No, the real problem is that I think too much. My brain cannot stop ruminating. It can get intense. The longer I have no intellectual pursuits the worse it becomes. This is certainly not that I condemn thinking or being an intellectual. Just that when I spend too much time alone with no intellectual pursuits I begin to lose some of my logic and rationality. It makes it more difficult for me to write (blog). I won't use the word crazy, but sometimes I feel like climbing walls. I simply cannot be tied down for any reason. Left to my own devices I need something to keep my mind occupied. I often fall into the realm of the past.

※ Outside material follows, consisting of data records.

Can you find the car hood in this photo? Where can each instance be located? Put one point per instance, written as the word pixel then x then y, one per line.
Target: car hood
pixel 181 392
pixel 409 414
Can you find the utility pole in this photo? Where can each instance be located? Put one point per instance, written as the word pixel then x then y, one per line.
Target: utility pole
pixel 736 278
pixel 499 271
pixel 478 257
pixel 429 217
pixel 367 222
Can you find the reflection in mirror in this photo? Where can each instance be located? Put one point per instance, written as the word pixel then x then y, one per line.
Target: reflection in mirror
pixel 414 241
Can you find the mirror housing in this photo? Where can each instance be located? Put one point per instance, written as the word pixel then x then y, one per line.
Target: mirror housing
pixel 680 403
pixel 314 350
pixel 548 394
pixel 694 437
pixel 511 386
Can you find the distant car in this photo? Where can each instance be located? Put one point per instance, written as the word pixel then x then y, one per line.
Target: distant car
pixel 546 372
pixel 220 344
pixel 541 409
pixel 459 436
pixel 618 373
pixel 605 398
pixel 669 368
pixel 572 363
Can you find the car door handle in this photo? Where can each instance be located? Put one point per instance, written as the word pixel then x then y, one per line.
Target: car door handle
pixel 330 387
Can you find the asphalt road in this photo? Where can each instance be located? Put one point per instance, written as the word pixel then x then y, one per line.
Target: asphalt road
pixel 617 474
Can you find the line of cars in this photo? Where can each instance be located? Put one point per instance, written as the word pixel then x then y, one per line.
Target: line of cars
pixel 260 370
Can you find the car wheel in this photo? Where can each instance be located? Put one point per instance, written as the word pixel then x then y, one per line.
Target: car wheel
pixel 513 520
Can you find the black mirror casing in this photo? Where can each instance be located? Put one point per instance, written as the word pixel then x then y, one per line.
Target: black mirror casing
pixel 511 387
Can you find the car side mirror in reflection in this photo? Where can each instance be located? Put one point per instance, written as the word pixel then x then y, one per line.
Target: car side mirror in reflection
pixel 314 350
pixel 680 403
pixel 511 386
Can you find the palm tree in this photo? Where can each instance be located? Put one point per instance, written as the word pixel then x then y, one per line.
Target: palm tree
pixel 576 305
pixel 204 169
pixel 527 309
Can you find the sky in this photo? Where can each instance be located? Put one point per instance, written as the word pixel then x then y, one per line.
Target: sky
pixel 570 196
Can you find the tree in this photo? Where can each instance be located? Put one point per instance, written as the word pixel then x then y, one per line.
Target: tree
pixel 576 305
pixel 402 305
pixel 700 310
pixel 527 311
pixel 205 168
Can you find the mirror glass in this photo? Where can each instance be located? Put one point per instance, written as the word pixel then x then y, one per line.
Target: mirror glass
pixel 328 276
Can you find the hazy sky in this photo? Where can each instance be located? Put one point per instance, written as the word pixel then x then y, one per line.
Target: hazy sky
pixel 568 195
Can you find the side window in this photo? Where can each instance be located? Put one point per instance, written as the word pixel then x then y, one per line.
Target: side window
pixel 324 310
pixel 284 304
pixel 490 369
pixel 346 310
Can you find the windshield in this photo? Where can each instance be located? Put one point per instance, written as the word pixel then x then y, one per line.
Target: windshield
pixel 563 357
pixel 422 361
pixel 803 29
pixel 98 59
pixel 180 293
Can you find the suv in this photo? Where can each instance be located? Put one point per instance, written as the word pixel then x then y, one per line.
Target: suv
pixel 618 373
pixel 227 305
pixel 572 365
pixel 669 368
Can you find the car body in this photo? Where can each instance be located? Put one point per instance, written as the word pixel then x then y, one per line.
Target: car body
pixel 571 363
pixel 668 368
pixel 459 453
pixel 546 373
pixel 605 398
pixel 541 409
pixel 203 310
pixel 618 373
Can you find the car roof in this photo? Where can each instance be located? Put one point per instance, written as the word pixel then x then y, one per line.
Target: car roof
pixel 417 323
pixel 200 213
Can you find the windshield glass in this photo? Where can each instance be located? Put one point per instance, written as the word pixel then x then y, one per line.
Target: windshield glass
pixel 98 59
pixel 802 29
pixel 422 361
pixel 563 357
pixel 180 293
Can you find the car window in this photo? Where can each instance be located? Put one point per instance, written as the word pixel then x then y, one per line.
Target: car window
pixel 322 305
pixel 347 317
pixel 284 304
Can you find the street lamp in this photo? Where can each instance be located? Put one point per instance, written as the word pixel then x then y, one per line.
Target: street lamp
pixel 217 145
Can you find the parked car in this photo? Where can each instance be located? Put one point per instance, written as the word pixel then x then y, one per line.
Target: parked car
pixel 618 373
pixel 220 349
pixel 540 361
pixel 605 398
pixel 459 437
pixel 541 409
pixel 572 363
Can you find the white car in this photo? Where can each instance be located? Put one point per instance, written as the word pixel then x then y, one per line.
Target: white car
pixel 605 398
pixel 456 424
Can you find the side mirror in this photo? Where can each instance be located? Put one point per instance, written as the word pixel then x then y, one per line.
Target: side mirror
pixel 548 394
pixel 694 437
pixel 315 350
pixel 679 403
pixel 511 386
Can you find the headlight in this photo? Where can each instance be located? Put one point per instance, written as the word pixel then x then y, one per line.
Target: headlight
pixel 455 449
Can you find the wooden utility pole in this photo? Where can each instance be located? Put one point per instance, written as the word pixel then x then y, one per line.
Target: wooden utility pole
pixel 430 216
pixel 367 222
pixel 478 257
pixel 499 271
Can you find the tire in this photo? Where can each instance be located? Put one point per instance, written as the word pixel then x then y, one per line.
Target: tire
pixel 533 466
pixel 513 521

I will go over and over the same memories scouring them for more information. This is both helpful and not helpful. I have managed to accept a few of the tragedies that occurred during my lifetime. For example, the death of my friend C. whom I used to work with when my husband and I lived in Indiana. For a long time I could not face the fact that C. was gone. One of his favorite shows was My Name Is Earl. I have watched that show religiously for the past two years. It got canceled at the end of last season. When I realized the show was gone I felt like my friend had died all over again. I think I had put off accepting his death as long as I had a little memorial of him to hang onto. At first I thought I would be devastated. Yet, after a few more weeks I realized that I remember him joyfully. I am still sad he's gone, but I have accepted that it happened. Somehow putting my grief into something he cared about helped move me forward on that issue. So, that's just an example. It's minor compared to some of the other things I've been through (deaths in the family and more personal issues that I do not feel comfortable sharing in this rather public forum).
I have an overactive brain and when it doesn't have enough to do it seeks out all sorts of notions to churn over. On the one hand, it's good to have the time to process things (like C.'s death) that I put aside when I was too busy. On the other, I just feel like I have way too much free time. I really need a job again . . .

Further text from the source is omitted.